Secure boot and firmware updates (OTA) in IOT Protocols - Time & Space Complexity
When devices update their firmware over the air, the time it takes depends on how the update process handles data and security checks.
We want to know how the time grows as the firmware size increases.
Analyze the time complexity of the following code snippet.
// Pseudocode for OTA firmware update with secure boot checks
function performFirmwareUpdate(firmwareData) {
verifySignature(firmwareData.signature); // Check signature once
for (chunk of firmwareData.chunks) {
decrypt(chunk); // Decrypt each chunk
writeToFlash(chunk); // Write chunk to device memory
}
rebootDevice(); // Restart device to apply update
}
This code verifies the firmware signature once, then processes each chunk by decrypting and writing it, before rebooting.
Identify the loops, recursion, array traversals that repeat.
- Primary operation: Loop over firmware chunks to decrypt and write each one.
- How many times: Once for each chunk in the firmware data.
The time to update grows as the number of chunks grows, since each chunk is handled one by one.

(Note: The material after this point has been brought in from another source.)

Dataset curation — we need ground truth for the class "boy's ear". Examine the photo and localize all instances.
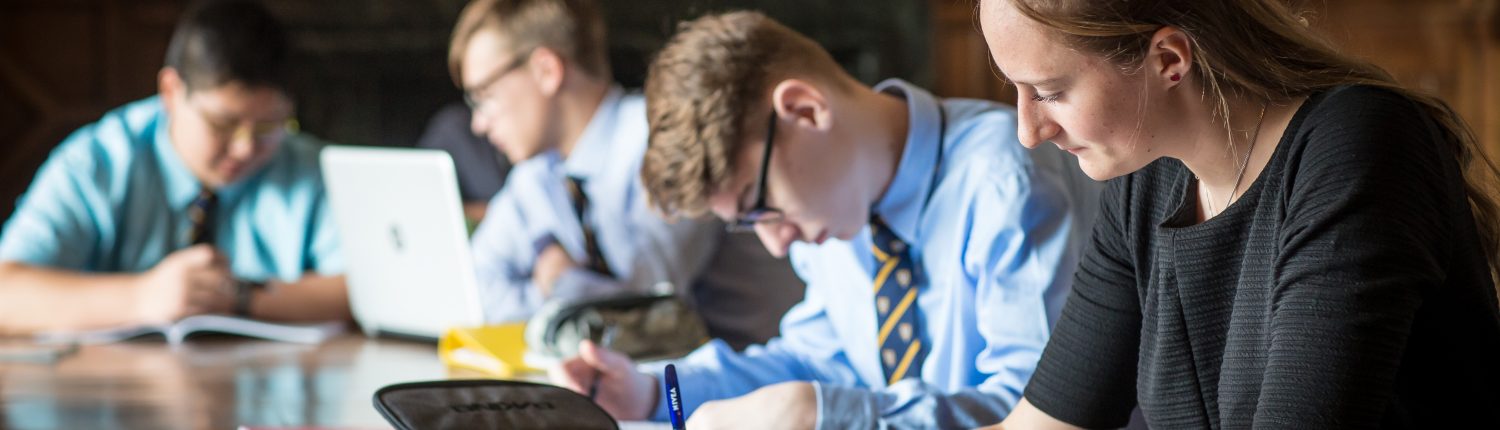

| Input Size (n) | Approx. Operations |
|---|---|
| 10 chunks | About 10 decrypt and write steps |
| 100 chunks | About 100 decrypt and write steps |
| 1000 chunks | About 1000 decrypt and write steps |
Pattern observation: The work grows directly with the number of chunks, so doubling chunks doubles the work.
Time Complexity: O(n)
This means the update time grows in a straight line with the firmware size.
[X] Wrong: "The signature verification inside the loop makes the time grow faster than linearly."
[OK] Correct: The signature is checked only once before the loop, so it does not add repeated cost.
Understanding how update time scales with firmware size shows you can reason about real device constraints and security steps clearly.
"What if the signature verification was done for each chunk instead of once? How would the time complexity change?"